China now has more ‘unicorns’ – tech start-ups valued at more than $1bn (£770m) – than the United States, but the figures for the third quarter showed the economy growing at its slowest rate since 1992. Admittedly that ‘slow’ rate was 6% – due to the continuing trade war with the US and falling domestic demand – but it was still below the government’s target of 6.1%.
As anyone who has watched a news bulletin will know, the pro-democracy protests continued in Hong Kong and the economic consequences of the unrest were finally felt in October. With shops closed, public transport paralysed and tourists scared away, Hong Kong slid into recession in the third quarter, with the economy shrinking by 3.2% in the three months to September. That was much worse than the 0.5% contraction in the second quarter – and was well beyond economists’ worst fears.

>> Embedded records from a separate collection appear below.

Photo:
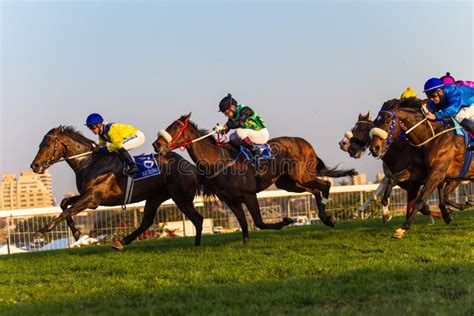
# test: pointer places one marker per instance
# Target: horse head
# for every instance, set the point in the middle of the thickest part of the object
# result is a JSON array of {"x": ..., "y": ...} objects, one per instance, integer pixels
[
  {"x": 174, "y": 136},
  {"x": 360, "y": 139},
  {"x": 60, "y": 142},
  {"x": 388, "y": 127}
]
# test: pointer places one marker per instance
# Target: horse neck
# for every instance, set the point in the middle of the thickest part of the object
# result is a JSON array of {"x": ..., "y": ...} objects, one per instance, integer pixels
[
  {"x": 203, "y": 153},
  {"x": 423, "y": 131},
  {"x": 76, "y": 148}
]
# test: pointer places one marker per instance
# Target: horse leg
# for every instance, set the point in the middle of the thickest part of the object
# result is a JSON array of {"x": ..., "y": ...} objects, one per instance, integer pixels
[
  {"x": 251, "y": 201},
  {"x": 451, "y": 185},
  {"x": 433, "y": 180},
  {"x": 187, "y": 207},
  {"x": 88, "y": 200},
  {"x": 236, "y": 208},
  {"x": 374, "y": 194},
  {"x": 316, "y": 187},
  {"x": 387, "y": 191},
  {"x": 70, "y": 222},
  {"x": 149, "y": 213},
  {"x": 442, "y": 202}
]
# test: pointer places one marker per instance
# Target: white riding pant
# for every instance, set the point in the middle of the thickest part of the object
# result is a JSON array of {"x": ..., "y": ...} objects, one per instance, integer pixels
[
  {"x": 465, "y": 113},
  {"x": 257, "y": 137},
  {"x": 134, "y": 141}
]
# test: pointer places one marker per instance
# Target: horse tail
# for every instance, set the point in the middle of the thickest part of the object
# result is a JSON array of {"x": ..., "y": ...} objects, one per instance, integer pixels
[{"x": 323, "y": 171}]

In common with all the major stock markets, those in the Far East fell at the beginning of the month in line with the global sell-off, but they had all – even Hong Kong – recovered by the end of October. Despite the typhoon, Japan led the way, rising 5% to 22,927 and Hong Kong’s Hang Seng Index shrugged off the news about recession to rise 3% to 26,907. The Chinese and South Korean markets were both up by 1%, closing October at 2,929 and 2,083 respectively.
We have written previously about the economic problems in Argentina, a country that held an election in October. The winner was the centre-left candidate Alberto Fernandez in a vote inevitably dominated by economic concerns, with the recent – and continuing – crisis leaving a third of Argentina’s population living in poverty.
It was a quiet, but profitable, month for Brazil, Russia and India as they all moved in the right direction in October. The Brazilian stock market rose another 2% to end the month at 107,220. The Russian market was up by 5% to 2,894 and the Indian market broke through the 40,000 barrier, ending October up 4% at 40,129.
With all this uncertainty around the world you’d be forgiven for harking back to ‘the good old days’. Shepherds in Spain did this by allowing their flocks of sheep – in their thousands – to follow ancient migration routes from the north of the country to the south for some winter grazing. What’s noteworthy about this annual event is that one of these ancient routes has, since the Middle Ages, been replaced with a large portion of the city centre of Madrid. Dodging sheep is certainly a change from their more popular running from bulls!
While we’re on animal news, rats hit the headlines when psychology professor Kelly Lambert taught them to drive. Strangely enough it was not the fact they were driving that shone the spotlight on the cruising critters. Instead, research found that driving reduced their stress levels… though they were not expected to sit a driving test.
And on that note, we wish you a great month.